THE Liffey Boardwalk has been labelled "dangerous and unsafe" after it emerged dozens of broken lights will not be repaired for "weeks" to come. A section of the boardwalk is expected to be left in darkness for the foreseeable future after cable faults left a large amount of streetlights out of order.

Labour councillor Aodhán O'Riordáin said the development had rendered the quayside walkway "completely unsafe" and called for a health and safety review of the area. "It may turn out, as a result of a health and safety audit which will have to take place on the boardwalk, that there may have to be a temporary closure if, as the council says, it is going to take at least a few weeks to fix the lights, especially now that it is getting darker earlier. It could well be considered dangerous and unsafe for people walking along in the dark."

According to a spokesman for Dublin City Council, the delay in repairs is due to roadworks. "A number of the lights are currently not working because of cable faults. Because of roadworks restrictions, these faults can only be located and repaired on Sundays.

"This means that it will take several weeks to complete the works.
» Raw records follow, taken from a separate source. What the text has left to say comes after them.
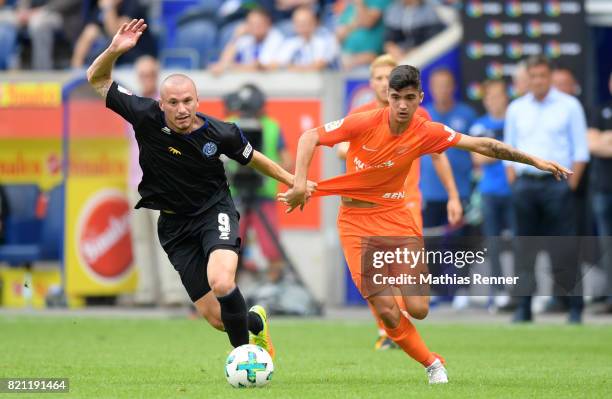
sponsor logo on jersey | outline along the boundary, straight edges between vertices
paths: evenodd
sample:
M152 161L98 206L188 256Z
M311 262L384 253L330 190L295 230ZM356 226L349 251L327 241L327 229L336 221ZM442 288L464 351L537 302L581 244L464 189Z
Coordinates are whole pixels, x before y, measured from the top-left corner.
M177 150L174 147L168 147L168 151L170 151L170 154L172 154L172 155L183 155L183 154L181 154L181 152L179 150Z
M170 130L168 126L162 127L161 132L164 134L172 134L172 131Z
M344 123L344 118L338 119L337 121L329 122L325 124L325 131L331 132L333 130L338 129Z
M208 143L204 144L204 147L202 147L202 152L207 157L212 157L217 153L217 145L209 141Z
M365 144L361 146L366 151L375 152L378 151L376 148L368 148Z
M385 193L382 197L386 199L404 199L406 194L403 191L400 191L397 193Z

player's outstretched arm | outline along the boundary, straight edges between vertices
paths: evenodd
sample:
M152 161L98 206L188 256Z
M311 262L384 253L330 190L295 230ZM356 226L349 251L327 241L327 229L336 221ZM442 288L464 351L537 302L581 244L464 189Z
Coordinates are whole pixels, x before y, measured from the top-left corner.
M310 168L312 156L318 143L319 134L315 129L307 130L300 137L293 185L286 192L277 195L278 200L289 207L287 213L293 211L298 206L300 209L303 209L308 199L306 176L308 175L308 168Z
M115 61L138 43L145 29L144 19L132 19L121 25L108 48L87 69L87 81L103 98L113 83L111 72Z
M259 151L253 151L253 158L251 158L251 162L248 165L256 171L290 187L293 185L293 175Z
M269 176L285 185L291 187L293 186L294 177L291 173L287 172L283 169L279 164L266 157L259 151L253 152L253 158L251 158L251 162L248 164L251 168L256 171ZM306 185L306 195L310 197L314 190L316 189L317 184L311 181L307 182Z
M567 179L569 175L573 174L571 170L564 168L556 162L545 161L519 151L501 141L487 137L472 137L464 134L461 135L455 147L461 148L462 150L477 152L491 158L532 165L540 170L552 173L557 180Z

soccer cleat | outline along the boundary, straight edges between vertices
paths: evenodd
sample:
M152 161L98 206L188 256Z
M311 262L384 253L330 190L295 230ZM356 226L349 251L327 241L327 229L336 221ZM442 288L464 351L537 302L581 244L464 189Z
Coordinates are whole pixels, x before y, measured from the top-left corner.
M398 349L399 346L393 342L393 340L389 337L387 337L386 335L381 335L378 337L378 339L376 340L376 343L374 344L374 349L376 349L377 351L386 351L389 349Z
M272 345L272 340L270 339L270 326L268 325L268 316L266 315L266 310L260 305L255 305L251 306L249 312L257 314L261 318L261 322L263 324L263 328L261 329L259 334L253 334L249 331L249 343L261 346L262 348L267 350L270 354L270 357L274 359L276 351L274 350L274 345Z
M434 360L431 366L425 369L427 371L429 383L446 384L448 383L448 374L446 373L446 368L444 367L444 359L442 359L439 355L436 354L434 354L434 356L436 356L436 360Z

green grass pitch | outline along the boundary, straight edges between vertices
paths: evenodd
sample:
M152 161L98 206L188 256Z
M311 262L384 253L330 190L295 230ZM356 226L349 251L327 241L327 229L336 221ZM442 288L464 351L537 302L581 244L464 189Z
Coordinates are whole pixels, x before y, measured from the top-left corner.
M609 326L420 322L448 362L445 386L429 386L401 351L375 352L372 323L273 319L271 328L271 384L235 389L226 336L200 320L0 316L0 377L68 377L62 396L74 398L612 397Z

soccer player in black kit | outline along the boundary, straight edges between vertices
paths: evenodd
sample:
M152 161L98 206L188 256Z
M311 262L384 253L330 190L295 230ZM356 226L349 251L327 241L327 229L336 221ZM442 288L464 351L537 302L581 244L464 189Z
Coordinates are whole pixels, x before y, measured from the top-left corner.
M235 124L197 113L197 90L187 76L168 76L159 102L114 82L115 60L136 45L146 28L142 19L123 24L87 70L87 80L106 106L134 127L143 171L136 208L160 210L159 240L198 313L225 331L234 347L250 341L274 356L265 310L253 306L247 312L235 284L239 215L219 156L289 186L293 175L255 151ZM314 183L310 187L314 190Z

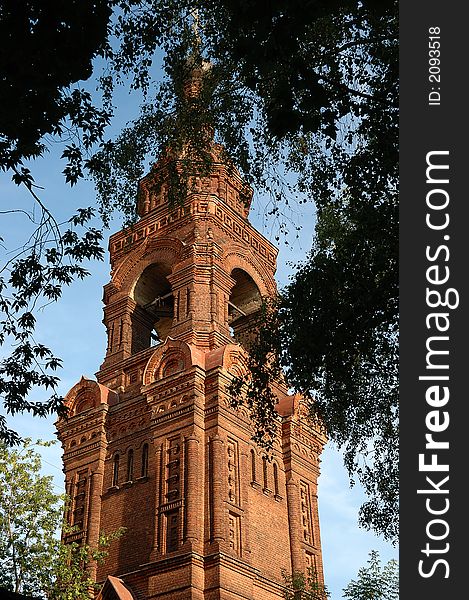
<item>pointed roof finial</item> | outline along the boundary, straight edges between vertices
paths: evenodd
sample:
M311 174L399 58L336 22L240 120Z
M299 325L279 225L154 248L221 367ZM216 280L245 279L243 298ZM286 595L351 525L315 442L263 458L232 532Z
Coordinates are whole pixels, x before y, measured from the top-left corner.
M194 50L197 51L197 54L200 55L200 46L202 44L202 38L200 37L199 28L200 28L200 17L199 17L199 9L193 8L191 10L192 17L192 33L194 34Z
M202 58L202 37L200 35L201 24L198 9L194 8L190 12L192 19L191 29L193 34L192 52L186 59L189 70L186 83L184 85L184 95L186 98L196 98L200 93L202 79L207 73L212 63Z

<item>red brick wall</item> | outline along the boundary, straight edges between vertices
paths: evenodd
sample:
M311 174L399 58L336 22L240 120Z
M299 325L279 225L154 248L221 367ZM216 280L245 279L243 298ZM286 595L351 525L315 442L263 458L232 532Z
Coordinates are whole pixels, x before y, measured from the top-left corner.
M274 294L276 250L247 222L236 173L218 165L199 183L200 193L171 214L151 186L142 188L143 218L110 240L108 348L99 385L82 380L72 388L74 416L59 423L67 481L80 469L93 481L75 537L95 543L98 530L126 528L96 577L122 576L139 600L273 600L283 597L282 570L315 563L322 578L316 486L325 439L292 401L279 417L274 461L264 468L246 411L229 406L226 384L230 372L242 369L243 353L228 327L234 277L253 282L256 294ZM145 348L151 315L133 293L151 265L160 266L146 273L166 278L155 289L170 286L174 310L170 337L154 349ZM81 387L87 403L79 401Z

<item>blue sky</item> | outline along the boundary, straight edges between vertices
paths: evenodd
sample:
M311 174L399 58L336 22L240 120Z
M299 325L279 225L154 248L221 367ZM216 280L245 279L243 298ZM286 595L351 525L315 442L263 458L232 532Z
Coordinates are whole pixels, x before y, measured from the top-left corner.
M118 96L118 118L114 130L131 118L138 105L135 96L121 90ZM44 189L38 193L46 205L57 215L58 220L69 218L76 207L94 204L95 194L90 182L81 182L74 188L66 186L60 171L64 165L59 161L61 149L51 146L46 158L31 165L36 183ZM33 201L26 190L17 188L7 174L0 174L0 197L2 210L24 208L31 210ZM272 223L263 216L262 198L255 197L251 210L251 222L266 237L274 239ZM311 245L314 229L314 207L307 203L302 213L296 216L301 223L300 238L292 233L288 245L280 243L277 281L284 285L293 272L292 264L304 258ZM120 227L118 219L111 224L109 233ZM0 236L5 246L12 250L26 239L29 223L19 214L0 214ZM107 239L106 239L107 244ZM4 263L5 249L0 249L0 264ZM63 369L59 375L59 392L65 394L82 375L94 377L104 358L106 348L105 330L102 324L102 286L109 280L108 257L104 262L88 265L90 277L75 282L64 291L62 299L39 313L36 339L51 347L62 358ZM0 350L1 351L1 350ZM45 393L37 391L38 398ZM53 439L54 419L33 419L20 415L10 419L11 426L24 437ZM54 476L56 490L63 490L61 452L57 444L52 448L41 448L44 471ZM397 558L397 549L370 532L358 528L358 508L364 497L359 487L350 488L340 454L328 445L324 451L319 479L319 513L325 566L326 584L332 600L342 597L342 589L356 577L358 569L365 565L368 553L379 550L383 562Z

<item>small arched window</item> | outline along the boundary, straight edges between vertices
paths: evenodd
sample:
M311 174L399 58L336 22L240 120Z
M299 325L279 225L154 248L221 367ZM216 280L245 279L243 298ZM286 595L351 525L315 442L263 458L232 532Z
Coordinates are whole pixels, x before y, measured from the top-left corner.
M142 477L148 476L148 444L143 444L142 448Z
M267 458L265 456L262 457L262 471L264 475L264 489L267 490L269 486L267 485Z
M119 455L114 456L114 462L112 465L112 485L119 485Z
M134 451L129 450L127 453L127 481L132 481L134 478Z
M251 481L256 481L256 453L251 449Z
M278 493L278 467L277 463L274 463L274 494L279 496Z

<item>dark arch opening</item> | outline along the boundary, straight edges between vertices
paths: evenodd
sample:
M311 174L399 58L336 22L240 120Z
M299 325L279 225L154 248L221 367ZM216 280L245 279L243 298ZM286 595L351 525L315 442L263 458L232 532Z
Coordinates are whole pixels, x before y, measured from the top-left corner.
M228 327L231 335L246 349L255 335L262 297L254 279L242 269L233 269L235 285L228 301Z
M174 297L168 275L171 269L155 263L148 266L135 284L137 303L132 315L132 354L164 342L174 319Z

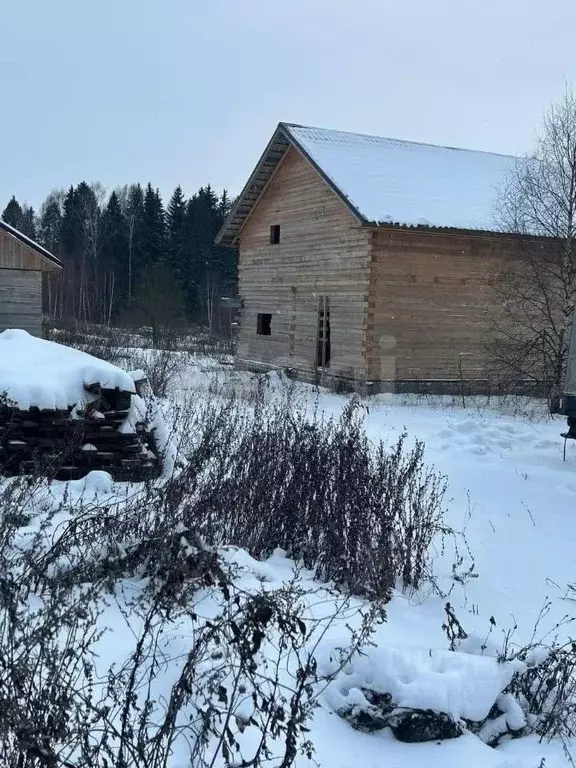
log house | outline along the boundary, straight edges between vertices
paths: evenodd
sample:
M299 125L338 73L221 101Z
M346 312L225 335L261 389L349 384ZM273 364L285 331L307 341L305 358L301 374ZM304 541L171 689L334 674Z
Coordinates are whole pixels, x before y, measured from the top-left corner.
M362 392L487 388L487 276L515 158L280 123L217 236L237 361Z

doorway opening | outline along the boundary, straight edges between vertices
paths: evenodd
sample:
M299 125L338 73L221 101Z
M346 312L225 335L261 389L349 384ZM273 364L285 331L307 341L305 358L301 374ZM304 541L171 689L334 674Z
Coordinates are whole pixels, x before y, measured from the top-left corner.
M328 296L318 297L318 343L316 345L316 367L324 370L330 366L332 349L330 345L330 302Z

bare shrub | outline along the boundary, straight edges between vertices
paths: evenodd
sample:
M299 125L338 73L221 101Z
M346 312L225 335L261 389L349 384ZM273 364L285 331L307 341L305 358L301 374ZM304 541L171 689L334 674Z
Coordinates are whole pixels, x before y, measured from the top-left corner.
M514 642L516 624L506 630L500 650L496 653L500 664L512 664L515 670L510 682L497 697L488 716L479 723L469 722L469 728L491 747L502 739L518 738L535 733L541 739L559 738L571 765L574 764L570 740L576 735L576 641L558 641L558 632L566 630L575 618L565 616L547 632L540 627L549 615L551 603L546 601L536 619L532 636L524 645ZM456 617L450 603L445 605L446 620L442 626L450 650L457 650L468 635ZM494 617L483 644L496 628Z
M576 619L568 616L543 635L540 627L548 616L551 603L542 606L528 643L514 647L517 627L505 633L501 661L521 661L520 669L504 693L511 694L525 712L530 730L542 738L559 737L565 747L576 735L576 641L558 641Z
M170 348L132 351L130 365L145 371L155 395L166 397L186 367L186 356Z
M28 481L4 487L2 765L166 768L178 755L198 768L233 760L289 768L298 754L312 755L306 724L318 697L369 642L381 604L359 611L325 588L304 591L297 573L280 588L246 592L213 549L174 530L151 486L109 510L76 504L55 527L64 500L20 546L16 513L36 506L38 490ZM98 619L110 600L133 644L102 668ZM353 617L346 648L320 674L325 633ZM183 627L186 647L172 649ZM245 743L248 726L256 738Z
M522 652L527 671L517 674L507 693L532 716L535 733L551 739L570 739L576 734L576 642L570 640L537 652Z
M322 579L385 595L397 579L417 588L433 539L450 533L445 480L424 465L423 444L407 449L403 435L374 446L357 401L339 419L262 395L250 409L215 401L189 429L194 447L167 504L215 544L255 557L280 547Z
M137 343L132 334L120 328L81 323L62 326L45 324L44 336L49 341L74 347L113 365L121 363L126 357L127 347Z
M20 543L20 518L37 487L10 481L0 503L0 762L8 768L70 765L91 714L84 699L98 590L47 578L44 539L54 515Z
M38 477L4 484L8 768L166 768L174 754L198 768L290 768L312 754L318 697L370 641L390 587L429 574L431 542L448 533L444 479L419 444L372 445L357 402L326 419L262 393L240 408L215 397L180 431L192 444L177 473L106 505L47 503ZM28 535L19 526L32 516ZM339 590L304 590L295 574L246 591L217 549L226 544L256 556L283 547ZM378 599L359 609L350 591ZM111 601L133 641L102 667ZM348 641L320 674L317 650L336 621Z

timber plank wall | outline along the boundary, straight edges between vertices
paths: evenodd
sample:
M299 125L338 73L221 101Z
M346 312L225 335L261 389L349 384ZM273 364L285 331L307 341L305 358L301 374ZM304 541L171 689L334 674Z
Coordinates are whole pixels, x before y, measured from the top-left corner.
M22 328L42 334L42 272L60 267L0 229L0 331Z
M42 334L42 273L0 267L0 331L22 328Z
M33 248L0 229L0 268L59 272L60 267L40 256Z
M270 227L280 225L280 242ZM318 298L330 302L331 376L366 378L372 235L290 148L240 234L240 362L315 371ZM270 336L257 315L272 315Z
M465 234L373 232L370 377L380 382L488 378L486 345L502 306L487 278L510 256L506 241Z

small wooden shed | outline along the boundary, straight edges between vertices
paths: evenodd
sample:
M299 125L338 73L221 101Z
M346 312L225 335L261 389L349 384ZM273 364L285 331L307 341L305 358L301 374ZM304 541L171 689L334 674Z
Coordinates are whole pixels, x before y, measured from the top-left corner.
M42 335L42 273L61 268L50 251L0 219L0 332Z
M217 237L239 249L239 365L368 392L486 388L514 162L280 123Z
Dublin City Council is addressing the issue and hopes to resolve it as soon as possible."

However, O'Riordáin said the delay showed the council was not prioritising city development.

"It is especially ironic that businesses are trying to attract people into the city centre and we are trying to make it more vibrant, and then we have a whole boardwalk in darkness for this length of time. It shows we don't exactly have our priorities straight, and it is a very bad sign if we can't even maintain something as simple as a boardwalk."

Separately, figures supplied to the Sunday Tribune show the cost of maintaining the Liffey Boardwalk stands at €92,600. "There is a maintenance inspection contract in place. This covers structural examinations of the boardwalk," said a spokesman.

"Given that the costs are so high, it is even more of a shame the area is be­sieged by issues such as this. We may find follow-up problems such as anti-social behaviour, and while it is still the fantastic initiative it started out as there are major problems here," added O'Riordáin.